Hey Marketing Bestie, Us marketers sure can learn a lot from our Marketing fore-fathers and fore-mothers. Consider this a parade for the greatest marketing campaigns in memory.
Welcome to Marketing Classics 411, a new kind of ancient history. In place of hieroglyphs, expect to decipher the campaigns of yesteryear. Professor Millennial teaches every Tuesday (remotely), via electronic mail.
Class is now in session. |
Was this email forwarded to you? |
|
|
How Wrigley’s Turned A Freebie Into A $23B Empire |
They say the best things in life are free. In Marketing, though, freebies are often an afterthought.
A nice-to-have incentive, not an essential, meant to entice consumers to buy the better, more valuable item they’re paired with.
But what happens when an incentive outshines a hero product? Today’s lesson is about a brand that listened to the market and pivoted…not once, but TWICE! Over 130 years later, it’s 1 of the biggest consumer brands in the U.S.
The world leader in a category it almost accidentally stumbled into - then built strategically, with the power of Marketing. A 5¢ business…worth BILLIONS. This is the story of… Wrigley’s chewing gum.
|
William Wrigley, Jr. was born in Philadelphia in 1861. He was a mischievous kid. A prankster expelled from school multiple times. A tween runaway.
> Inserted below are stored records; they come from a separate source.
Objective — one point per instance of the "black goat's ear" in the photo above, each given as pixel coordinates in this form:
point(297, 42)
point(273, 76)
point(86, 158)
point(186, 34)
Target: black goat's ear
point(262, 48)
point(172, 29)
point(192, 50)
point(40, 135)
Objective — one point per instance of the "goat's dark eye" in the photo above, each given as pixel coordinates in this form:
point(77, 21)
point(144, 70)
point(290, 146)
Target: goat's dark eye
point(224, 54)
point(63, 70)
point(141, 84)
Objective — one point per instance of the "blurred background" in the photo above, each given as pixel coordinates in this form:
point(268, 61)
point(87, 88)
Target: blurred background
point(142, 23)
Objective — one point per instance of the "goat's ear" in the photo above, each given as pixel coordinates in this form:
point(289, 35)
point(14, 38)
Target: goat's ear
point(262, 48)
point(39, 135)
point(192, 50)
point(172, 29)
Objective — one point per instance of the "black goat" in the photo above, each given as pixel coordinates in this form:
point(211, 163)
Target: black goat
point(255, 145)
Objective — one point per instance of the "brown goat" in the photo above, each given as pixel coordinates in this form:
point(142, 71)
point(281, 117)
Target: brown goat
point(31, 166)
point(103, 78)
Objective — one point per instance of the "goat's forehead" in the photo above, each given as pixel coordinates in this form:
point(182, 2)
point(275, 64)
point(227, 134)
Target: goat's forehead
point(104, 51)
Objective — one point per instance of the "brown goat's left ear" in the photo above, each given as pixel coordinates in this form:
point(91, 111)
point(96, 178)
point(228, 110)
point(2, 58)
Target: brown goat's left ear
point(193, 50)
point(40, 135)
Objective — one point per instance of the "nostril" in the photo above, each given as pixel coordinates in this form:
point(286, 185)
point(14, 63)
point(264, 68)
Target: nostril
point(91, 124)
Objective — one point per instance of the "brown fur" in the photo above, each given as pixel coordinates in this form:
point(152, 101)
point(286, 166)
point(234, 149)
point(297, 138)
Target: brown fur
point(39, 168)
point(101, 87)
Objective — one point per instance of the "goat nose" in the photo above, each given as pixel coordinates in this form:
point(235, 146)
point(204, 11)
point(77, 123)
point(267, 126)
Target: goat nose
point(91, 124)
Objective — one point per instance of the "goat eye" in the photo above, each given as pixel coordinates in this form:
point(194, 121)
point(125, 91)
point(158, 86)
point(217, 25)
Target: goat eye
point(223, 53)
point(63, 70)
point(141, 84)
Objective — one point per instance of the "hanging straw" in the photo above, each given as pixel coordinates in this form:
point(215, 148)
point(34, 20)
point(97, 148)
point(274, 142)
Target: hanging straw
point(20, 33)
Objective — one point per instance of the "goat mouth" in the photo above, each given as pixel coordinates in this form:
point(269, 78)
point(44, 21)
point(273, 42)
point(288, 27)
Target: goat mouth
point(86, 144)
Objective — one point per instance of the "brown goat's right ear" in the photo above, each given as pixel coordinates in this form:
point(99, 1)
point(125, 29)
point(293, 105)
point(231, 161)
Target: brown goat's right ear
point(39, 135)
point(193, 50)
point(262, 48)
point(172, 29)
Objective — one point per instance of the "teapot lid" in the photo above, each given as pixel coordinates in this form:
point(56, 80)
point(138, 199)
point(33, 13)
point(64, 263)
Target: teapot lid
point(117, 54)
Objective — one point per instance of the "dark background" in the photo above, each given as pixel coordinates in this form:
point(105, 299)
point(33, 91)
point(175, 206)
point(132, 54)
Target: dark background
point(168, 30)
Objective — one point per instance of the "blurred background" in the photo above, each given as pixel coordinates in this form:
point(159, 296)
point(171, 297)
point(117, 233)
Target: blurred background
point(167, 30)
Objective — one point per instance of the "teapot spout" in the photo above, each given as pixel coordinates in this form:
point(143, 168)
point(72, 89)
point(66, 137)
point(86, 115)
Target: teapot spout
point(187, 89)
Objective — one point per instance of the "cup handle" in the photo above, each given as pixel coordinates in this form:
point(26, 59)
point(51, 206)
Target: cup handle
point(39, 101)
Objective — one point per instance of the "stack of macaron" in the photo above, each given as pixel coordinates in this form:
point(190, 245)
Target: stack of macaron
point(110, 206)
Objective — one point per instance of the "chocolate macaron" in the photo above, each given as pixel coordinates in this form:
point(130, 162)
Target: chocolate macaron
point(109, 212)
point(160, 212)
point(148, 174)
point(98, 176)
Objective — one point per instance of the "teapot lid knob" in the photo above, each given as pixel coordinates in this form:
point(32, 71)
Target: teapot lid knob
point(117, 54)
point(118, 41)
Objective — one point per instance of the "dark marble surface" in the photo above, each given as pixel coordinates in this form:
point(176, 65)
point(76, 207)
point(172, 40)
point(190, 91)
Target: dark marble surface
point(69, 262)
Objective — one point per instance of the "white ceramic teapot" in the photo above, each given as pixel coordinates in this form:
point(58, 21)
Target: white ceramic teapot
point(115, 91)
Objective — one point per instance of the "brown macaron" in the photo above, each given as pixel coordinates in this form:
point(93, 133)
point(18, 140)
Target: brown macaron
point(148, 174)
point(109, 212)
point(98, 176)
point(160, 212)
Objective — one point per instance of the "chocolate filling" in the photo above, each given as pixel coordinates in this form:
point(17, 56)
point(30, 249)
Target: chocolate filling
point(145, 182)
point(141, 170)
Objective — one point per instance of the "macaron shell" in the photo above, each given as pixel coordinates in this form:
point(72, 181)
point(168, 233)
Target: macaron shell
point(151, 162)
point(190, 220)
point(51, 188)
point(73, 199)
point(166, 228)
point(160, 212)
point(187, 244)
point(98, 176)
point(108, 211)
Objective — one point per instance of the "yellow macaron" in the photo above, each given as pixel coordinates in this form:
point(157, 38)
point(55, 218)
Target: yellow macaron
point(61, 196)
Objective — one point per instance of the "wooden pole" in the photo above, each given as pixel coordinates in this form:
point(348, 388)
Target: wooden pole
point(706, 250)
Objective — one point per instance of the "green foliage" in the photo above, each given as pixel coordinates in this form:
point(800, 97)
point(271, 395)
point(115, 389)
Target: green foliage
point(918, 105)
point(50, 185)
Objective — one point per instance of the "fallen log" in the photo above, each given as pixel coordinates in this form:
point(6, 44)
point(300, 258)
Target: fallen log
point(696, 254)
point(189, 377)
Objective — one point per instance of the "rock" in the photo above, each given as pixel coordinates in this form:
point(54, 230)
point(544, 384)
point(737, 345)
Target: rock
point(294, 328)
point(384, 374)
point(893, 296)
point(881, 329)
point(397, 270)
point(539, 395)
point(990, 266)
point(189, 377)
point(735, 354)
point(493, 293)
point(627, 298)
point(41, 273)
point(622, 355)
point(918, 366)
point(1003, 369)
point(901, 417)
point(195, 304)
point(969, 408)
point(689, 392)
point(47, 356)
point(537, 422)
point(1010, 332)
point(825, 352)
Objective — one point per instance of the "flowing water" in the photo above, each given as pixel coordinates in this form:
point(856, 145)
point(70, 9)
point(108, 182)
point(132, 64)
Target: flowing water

A child prodigy…in sales. At 13, Wrigley joined the family soap business, Wrigley Manufacturing Company, as a traveling salesman. In 1891, he moved to Chicago with:
💵: $32 in his pocket 🧼: Lots of soap 🫰: $5K on loan from his uncle 🫧: Dreams of starting his own business |
Don’t call William Wrigley, Jr. a nepo baby. You haven’t read the whole email yet.
(via Tedium) |
The industry was crowded. He needed an angle.
To entice merchants to stock his father’s soap, Wrigley bundled every box with a premium incentive: a free can of baking powder. Why baking powder?
Maybe it’s because both products could be used in the same kitchen.
Or Wrigley just got a good wholesale deal from the manufacturer. Either way, his customers wanted the baking powder more than the soap, so Wrigley pivoted. Now that he was a full-time baking powder man, he needed a new freebie.
Not soap. Something smaller, but still premium. He decided on packs of chewing gum made by Zeno Manufacturing Co. Why chewing gum?
It was a novel product that felt like a treat. Often marketed as a digestive aid, so it was sorta adjacent to baking powder. 🤷♂️ Maybe it was a stretch…but he decided to try. |
You can probably guess what happened next. The free chewing gum was more popular than the baking powder!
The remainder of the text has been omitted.